Teniendo en cuenta que, en 2010, la Argentina tuvo un aumento de turismo extranjero del 27%. ¿Cree que aquí también les falta presencia?
Definitivamente tenemos marcas que van a instalarse aquí en la Argentina. Nos encantaría abrir un hotel W en Buenos Aires y ya mencioné la apertura del St. Regis. Sin embargo, siempre trabajamos con socios locales y es importante encontrar los socios adecuados. Por eso yo visito estos mercados, para reunirme con desarrolladores locales. Actualmente, sólo tenemos dos de las nueve marcas que forman nuestro porfolio, así que definitivamente vemos una oportunidad aquí en Argentina.

Por su experiencia, ¿puede comparar la industria de las zapatillas con la de los hoteles?
Son diferentes.
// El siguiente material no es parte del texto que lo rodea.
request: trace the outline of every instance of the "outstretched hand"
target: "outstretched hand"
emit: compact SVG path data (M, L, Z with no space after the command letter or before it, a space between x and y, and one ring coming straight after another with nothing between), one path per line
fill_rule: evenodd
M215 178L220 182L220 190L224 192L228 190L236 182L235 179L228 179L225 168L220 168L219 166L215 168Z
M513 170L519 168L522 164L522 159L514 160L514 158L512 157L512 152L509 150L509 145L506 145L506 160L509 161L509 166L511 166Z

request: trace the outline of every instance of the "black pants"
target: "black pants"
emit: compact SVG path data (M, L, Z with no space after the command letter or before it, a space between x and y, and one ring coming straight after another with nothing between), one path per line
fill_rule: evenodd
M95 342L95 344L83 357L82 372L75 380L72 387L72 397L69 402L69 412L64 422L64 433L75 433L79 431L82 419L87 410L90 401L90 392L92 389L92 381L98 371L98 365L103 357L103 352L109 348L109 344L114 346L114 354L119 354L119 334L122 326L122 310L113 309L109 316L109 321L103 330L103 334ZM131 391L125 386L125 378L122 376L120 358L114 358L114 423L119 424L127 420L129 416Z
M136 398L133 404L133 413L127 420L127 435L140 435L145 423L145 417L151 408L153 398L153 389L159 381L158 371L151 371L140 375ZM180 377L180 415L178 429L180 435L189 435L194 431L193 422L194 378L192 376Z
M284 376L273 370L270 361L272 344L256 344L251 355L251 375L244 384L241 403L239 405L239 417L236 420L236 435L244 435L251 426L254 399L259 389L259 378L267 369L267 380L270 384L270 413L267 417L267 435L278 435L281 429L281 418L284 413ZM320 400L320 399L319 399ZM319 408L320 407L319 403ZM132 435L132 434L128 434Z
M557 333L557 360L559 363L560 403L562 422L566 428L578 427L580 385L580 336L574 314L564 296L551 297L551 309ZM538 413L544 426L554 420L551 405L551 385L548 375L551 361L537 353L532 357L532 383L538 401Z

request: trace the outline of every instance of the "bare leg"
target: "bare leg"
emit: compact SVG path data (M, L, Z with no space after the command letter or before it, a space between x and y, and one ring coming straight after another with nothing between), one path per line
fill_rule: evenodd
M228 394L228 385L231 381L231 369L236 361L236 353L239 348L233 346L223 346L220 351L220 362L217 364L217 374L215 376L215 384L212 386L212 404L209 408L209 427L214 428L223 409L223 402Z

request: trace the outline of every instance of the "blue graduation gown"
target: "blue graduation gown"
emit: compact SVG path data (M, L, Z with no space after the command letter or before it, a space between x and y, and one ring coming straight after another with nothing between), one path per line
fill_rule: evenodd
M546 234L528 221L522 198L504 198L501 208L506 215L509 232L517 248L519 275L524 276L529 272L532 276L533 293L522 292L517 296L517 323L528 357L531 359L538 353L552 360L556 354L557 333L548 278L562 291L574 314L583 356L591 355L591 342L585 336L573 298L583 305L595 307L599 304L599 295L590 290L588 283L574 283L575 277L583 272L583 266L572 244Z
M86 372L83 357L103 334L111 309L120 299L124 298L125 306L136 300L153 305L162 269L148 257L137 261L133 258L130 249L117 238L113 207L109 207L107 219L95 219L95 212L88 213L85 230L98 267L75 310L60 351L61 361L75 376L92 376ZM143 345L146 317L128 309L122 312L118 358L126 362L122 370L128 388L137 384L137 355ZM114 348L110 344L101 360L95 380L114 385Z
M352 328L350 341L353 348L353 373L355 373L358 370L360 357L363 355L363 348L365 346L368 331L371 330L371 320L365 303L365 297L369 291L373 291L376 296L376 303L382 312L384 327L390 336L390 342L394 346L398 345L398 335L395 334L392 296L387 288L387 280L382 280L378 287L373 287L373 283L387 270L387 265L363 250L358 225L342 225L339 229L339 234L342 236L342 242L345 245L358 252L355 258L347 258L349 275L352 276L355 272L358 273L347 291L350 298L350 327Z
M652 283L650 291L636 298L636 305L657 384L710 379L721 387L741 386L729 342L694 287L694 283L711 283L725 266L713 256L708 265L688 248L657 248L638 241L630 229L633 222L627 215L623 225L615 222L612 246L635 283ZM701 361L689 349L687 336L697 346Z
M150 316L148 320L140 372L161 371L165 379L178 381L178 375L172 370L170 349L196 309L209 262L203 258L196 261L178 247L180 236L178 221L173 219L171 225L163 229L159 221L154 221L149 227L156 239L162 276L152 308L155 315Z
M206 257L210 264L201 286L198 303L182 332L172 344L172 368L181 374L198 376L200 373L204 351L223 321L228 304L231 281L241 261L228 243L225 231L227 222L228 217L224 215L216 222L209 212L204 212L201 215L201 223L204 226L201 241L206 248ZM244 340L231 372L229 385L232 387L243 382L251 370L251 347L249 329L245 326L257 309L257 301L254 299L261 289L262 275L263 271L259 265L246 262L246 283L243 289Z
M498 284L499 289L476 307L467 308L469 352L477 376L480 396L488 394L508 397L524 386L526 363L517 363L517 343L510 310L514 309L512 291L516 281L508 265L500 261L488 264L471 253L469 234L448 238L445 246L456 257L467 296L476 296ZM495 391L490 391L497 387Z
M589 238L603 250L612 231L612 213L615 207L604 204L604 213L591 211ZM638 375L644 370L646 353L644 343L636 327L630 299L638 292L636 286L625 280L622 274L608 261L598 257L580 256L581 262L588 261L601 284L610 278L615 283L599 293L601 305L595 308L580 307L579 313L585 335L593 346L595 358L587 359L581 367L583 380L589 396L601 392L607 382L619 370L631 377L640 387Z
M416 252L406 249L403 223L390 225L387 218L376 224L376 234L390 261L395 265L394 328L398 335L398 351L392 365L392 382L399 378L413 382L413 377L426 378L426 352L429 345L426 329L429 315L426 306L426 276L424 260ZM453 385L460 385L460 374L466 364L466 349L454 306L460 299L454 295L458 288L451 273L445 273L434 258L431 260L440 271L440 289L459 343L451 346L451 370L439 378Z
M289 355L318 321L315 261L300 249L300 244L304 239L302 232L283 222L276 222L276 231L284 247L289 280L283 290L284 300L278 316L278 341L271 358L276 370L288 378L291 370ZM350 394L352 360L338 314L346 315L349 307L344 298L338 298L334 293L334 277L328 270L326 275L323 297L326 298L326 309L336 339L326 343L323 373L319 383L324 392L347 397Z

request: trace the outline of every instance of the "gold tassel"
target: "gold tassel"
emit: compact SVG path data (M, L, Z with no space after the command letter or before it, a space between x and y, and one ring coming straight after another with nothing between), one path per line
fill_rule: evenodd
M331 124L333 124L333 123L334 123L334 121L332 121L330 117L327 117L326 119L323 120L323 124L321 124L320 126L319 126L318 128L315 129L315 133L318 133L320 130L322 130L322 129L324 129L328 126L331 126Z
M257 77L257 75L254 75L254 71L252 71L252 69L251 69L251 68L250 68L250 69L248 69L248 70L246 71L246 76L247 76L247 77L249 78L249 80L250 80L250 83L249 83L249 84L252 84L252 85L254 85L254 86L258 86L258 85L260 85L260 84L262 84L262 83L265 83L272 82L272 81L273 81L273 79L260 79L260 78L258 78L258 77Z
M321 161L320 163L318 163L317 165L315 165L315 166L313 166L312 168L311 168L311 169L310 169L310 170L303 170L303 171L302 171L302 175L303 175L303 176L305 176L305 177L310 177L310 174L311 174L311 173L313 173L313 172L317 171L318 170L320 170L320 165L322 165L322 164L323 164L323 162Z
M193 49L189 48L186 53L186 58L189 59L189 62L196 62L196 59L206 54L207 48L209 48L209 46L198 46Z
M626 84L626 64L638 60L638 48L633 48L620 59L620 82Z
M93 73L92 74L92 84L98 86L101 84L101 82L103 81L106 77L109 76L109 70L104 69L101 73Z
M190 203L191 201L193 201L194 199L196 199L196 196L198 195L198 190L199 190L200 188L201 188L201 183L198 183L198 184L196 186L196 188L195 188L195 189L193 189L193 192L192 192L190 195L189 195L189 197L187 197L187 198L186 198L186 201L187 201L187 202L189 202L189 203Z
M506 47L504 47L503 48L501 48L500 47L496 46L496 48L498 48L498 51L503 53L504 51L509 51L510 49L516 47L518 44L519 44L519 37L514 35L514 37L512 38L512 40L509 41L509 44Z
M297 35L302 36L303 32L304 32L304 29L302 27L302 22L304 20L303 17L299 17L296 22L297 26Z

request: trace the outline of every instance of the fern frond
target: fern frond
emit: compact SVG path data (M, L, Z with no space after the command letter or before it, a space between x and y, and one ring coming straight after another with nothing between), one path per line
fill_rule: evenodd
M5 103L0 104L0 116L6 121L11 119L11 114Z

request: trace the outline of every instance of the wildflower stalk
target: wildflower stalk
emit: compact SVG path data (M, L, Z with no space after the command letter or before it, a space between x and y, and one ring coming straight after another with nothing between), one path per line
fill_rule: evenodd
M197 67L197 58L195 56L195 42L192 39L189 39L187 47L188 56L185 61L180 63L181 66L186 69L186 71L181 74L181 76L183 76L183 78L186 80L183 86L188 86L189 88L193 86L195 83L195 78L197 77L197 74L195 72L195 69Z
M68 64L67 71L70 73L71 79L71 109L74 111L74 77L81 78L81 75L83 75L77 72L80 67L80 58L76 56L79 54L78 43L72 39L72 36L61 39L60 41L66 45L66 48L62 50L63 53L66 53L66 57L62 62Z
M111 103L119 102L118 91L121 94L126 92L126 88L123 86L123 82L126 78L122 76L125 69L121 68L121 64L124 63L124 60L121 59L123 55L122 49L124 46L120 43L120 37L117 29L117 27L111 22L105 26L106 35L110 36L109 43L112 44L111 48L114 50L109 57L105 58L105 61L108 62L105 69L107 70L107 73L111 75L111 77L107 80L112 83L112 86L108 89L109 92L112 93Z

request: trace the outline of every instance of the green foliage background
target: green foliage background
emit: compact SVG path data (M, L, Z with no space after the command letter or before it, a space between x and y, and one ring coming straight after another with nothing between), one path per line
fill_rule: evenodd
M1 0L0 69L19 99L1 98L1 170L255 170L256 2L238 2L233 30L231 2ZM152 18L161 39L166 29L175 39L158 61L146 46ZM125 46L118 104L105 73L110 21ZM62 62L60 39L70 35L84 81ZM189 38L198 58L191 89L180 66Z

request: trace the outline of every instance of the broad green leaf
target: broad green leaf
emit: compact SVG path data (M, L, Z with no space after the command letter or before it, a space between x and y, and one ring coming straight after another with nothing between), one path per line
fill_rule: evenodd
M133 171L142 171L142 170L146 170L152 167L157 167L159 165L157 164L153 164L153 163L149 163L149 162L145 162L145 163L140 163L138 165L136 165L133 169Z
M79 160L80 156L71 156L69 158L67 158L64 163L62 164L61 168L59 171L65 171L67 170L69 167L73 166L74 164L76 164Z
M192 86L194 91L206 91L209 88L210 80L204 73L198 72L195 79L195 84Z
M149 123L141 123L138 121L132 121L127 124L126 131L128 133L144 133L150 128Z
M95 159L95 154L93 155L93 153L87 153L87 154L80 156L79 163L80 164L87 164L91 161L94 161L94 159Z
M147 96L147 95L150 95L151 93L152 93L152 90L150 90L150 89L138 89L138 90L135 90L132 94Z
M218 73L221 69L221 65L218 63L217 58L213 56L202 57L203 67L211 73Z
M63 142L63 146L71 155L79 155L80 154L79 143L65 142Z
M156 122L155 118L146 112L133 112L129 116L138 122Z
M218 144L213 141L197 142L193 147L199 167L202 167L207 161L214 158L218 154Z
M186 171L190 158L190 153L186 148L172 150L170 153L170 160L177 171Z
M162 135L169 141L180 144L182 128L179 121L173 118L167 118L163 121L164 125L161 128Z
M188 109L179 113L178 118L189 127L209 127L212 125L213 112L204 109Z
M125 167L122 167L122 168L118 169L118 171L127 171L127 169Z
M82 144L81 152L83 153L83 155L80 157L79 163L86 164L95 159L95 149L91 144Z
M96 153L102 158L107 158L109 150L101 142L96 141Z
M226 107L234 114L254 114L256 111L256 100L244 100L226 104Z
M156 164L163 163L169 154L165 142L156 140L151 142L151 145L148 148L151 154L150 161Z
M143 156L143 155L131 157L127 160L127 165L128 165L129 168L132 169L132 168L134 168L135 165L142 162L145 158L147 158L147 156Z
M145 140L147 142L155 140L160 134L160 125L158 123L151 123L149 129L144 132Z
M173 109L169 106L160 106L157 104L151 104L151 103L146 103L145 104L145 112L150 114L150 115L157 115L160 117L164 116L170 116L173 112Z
Pero siento que al final en todos los productos se trata de las necesidades del consumidor. En el negocio de las zapatillas, uno ofrece un calzado para correr como un producto de calidad que ayuda a correr mejor y que no lastima los pies. Se puede construir una imagen y una experiencia a partir de ahí, lo cual Nike logra hacer extremadamente bien. En el caso de los hoteles, es lo mismo: se estudia que es lo que el cliente quiere, y cómo se puede responder a eso. Claramente los niveles de publicidad y marketing son distintos que en el negocio de las zapatillas. Nuestro presupuesto en eso es mucho más chico, pero nuestro marketing al final es esto mismo, el hotel. La verdad de la marca está en el producto, porque si el producto no cumple, no tenés marca. Aquí entonces se trata del servicio. Este es un negocio muy complicado, tengo muchísimo respeto por la gente que gestiona cada hotel y que logra que el 99,9% de las veces el huésped tenga una gran experiencia. Estamos en sus manos: al final ellos son los verdaderos brand managers, porque si la pasaste bien, entonces, volvés y lo recomendás. Todo lo que yo hago es trabajar alrededor de eso y apoyarlos.